「マジックを見る公演」という言葉だけでは説明しきれない舞台が繰り広げられた。イリュージョニストのイ・ウンギョルがデビュー30周年を迎え披露する「ONE OF ONE」が、世宗文化会館大劇場で観客を魅了している。
去る22日に幕を開けた「ONE OF ONE」は、イ・ウンギョルが30年間構築してきた公演の世界を集約した特別公演だ。代表的なレパートリーに新たなシーンを加え、映像や音楽、照明、大型舞台装置を融合させることで、単なるマジックショーを超え、一つの世界を体験するような舞台へと完成させた。
「ONE OF ONE」で目を引くのは、マジックのトリックそのものよりも、観客が向き合うイメージと舞台の規模だ。スクリーンと実際の舞台が繋がり、大型オブジェと映像技術がパフォーマンスと噛み合うことで、現実と幻想の境界を打ち破る。
観客が「どうやって消えたのか」「どうやって現れたのか」を追うのではなく、目の前で変化する空間とシーンに身を委ねるように仕向けたことも「ONE OF ONE」の特徴だ。公演を観た観客の間でも、単なるマジックの不思議さを超え、一つの物語と空間を体験しているようだという反応が続いている。
公演タイトルにも30周年の意味が込められている。「ONE」は、唯一無二のオリジナル舞台(Origin)、二度と繰り返されることのない経験(Nevermore)、30年のベストを集約した特別エディション(Edition)を意味する。

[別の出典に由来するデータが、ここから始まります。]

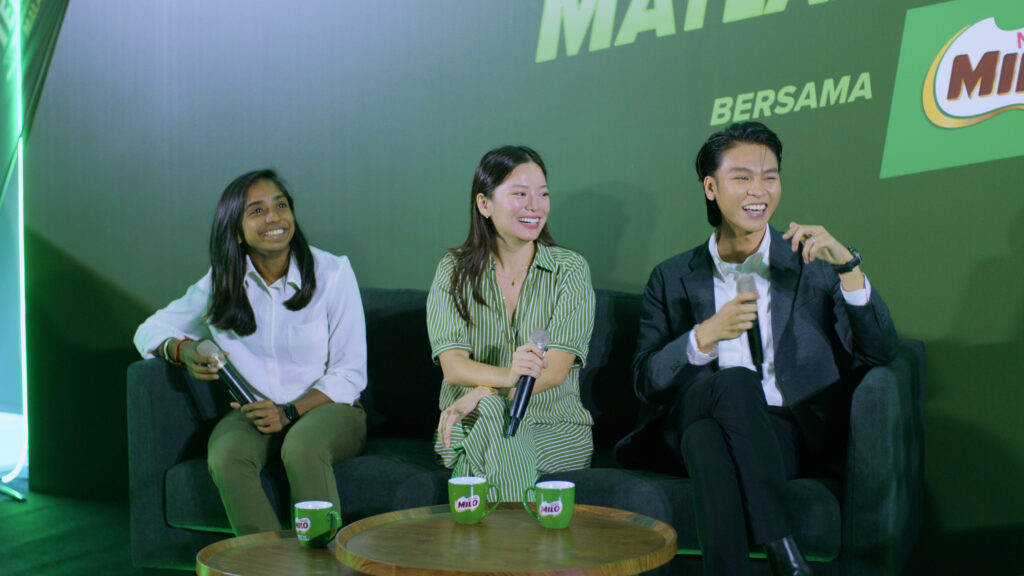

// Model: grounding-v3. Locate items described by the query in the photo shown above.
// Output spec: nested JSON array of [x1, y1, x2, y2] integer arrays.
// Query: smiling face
[[704, 142, 781, 240], [476, 162, 549, 250], [239, 178, 295, 260]]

舞台も世宗文化会館大劇場の規模に合わせて拡張された。米ラスベガスの技術チームをはじめとする国内外の制作陣が参加し、おもちゃが本物のヘリコプターに変身したり、列車がスクリーンを突き破って疾走したりするなど、大型イリュージョンのシーンを具現化した。
「ONE OF ONE」は、イ・ウンギョルが過去30年間続けてきた「マジシャンからイリュージョニストへの拡張」とも繋がっている。1996年にマジックを始めた彼は、国際大会で成果を収めた後、技術を羅列する既存の方式から脱却し、音楽や照明、映像、物語と舞台演出を融合させた公演の世界を築いてきた。

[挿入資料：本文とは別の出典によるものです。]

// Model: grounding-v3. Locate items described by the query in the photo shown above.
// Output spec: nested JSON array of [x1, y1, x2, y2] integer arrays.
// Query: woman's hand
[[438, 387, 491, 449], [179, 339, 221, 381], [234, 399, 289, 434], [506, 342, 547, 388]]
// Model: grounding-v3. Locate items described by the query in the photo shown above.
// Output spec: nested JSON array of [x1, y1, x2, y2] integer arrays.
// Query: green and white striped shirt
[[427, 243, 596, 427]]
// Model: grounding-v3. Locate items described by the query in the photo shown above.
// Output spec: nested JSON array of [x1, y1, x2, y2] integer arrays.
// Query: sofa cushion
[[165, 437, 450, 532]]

2003年のFISM世界マジック選手権大会で総合2位、2006年のジェネラル部門優勝などを経て活動領域を広げ、マジックを自身が表現したいイメージや感情を具現化するための手段として活用してきた。
今回の公演でも、過去の人気レパートリーをそのまま再現するのではなく、大型会場にふさわしいスケールと技術を加え、新たなシーンとして再構成した。イ・ウンギョルが強調してきた「想像の拡張」を公演全体に投影したといえる。

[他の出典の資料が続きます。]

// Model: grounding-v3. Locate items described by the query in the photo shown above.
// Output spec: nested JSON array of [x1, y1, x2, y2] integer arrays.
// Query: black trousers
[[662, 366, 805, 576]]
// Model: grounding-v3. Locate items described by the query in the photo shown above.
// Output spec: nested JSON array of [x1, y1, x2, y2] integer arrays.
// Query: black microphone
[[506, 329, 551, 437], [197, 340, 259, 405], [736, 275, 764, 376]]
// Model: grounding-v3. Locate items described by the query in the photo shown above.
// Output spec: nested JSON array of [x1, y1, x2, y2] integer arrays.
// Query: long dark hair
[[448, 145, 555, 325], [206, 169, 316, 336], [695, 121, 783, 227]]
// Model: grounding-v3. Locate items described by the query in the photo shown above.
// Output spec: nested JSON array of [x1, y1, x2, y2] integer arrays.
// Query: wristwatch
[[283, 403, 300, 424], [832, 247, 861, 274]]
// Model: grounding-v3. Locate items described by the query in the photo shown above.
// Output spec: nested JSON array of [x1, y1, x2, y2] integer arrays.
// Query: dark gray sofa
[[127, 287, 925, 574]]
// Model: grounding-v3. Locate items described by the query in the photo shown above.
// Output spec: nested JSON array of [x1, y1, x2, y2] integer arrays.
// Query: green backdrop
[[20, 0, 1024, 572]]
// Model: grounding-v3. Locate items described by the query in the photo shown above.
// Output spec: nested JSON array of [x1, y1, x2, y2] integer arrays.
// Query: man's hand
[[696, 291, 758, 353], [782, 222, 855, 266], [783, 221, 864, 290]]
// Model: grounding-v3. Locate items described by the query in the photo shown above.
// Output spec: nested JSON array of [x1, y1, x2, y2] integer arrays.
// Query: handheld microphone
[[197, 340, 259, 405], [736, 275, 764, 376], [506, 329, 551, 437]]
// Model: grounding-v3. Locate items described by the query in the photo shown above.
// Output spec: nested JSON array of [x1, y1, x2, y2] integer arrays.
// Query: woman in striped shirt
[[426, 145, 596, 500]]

関心も早々に高まった。去る6月にチケット予約が始まると同時に、公式予約サイトのミュージカルジャンルでリアルタイム予約ランキング1位を記録し、主要公演回の上位等級の座席も急速に完売した。
イ・ウンギョルは「この30年間、他人が作ったマジック道具を使う代わりに、世の中にないシーンを作るために時間と費用を投資してきた」と語り、観客が単に「不思議だ」という感情を超え、自分だけの感情やイメージを持ち帰ることができるよう、境界を広げ続けたいという意志を明らかにした。
イ・ウンギョルの30年を集約した「ONE OF ONE」は、9月6日まで世宗文化会館大劇場で上演される。
30年という歳月をかけて「マジック」を「芸術」へと昇華させたイ・ウンギョルさんの挑戦に、心からの拍手を送ります。現実と幻想の境界を越えるその舞台は、観る人すべてに忘れられない魔法のような時間を届けてくれるはずです。最後まで素晴らしい公演になるよう応援しています!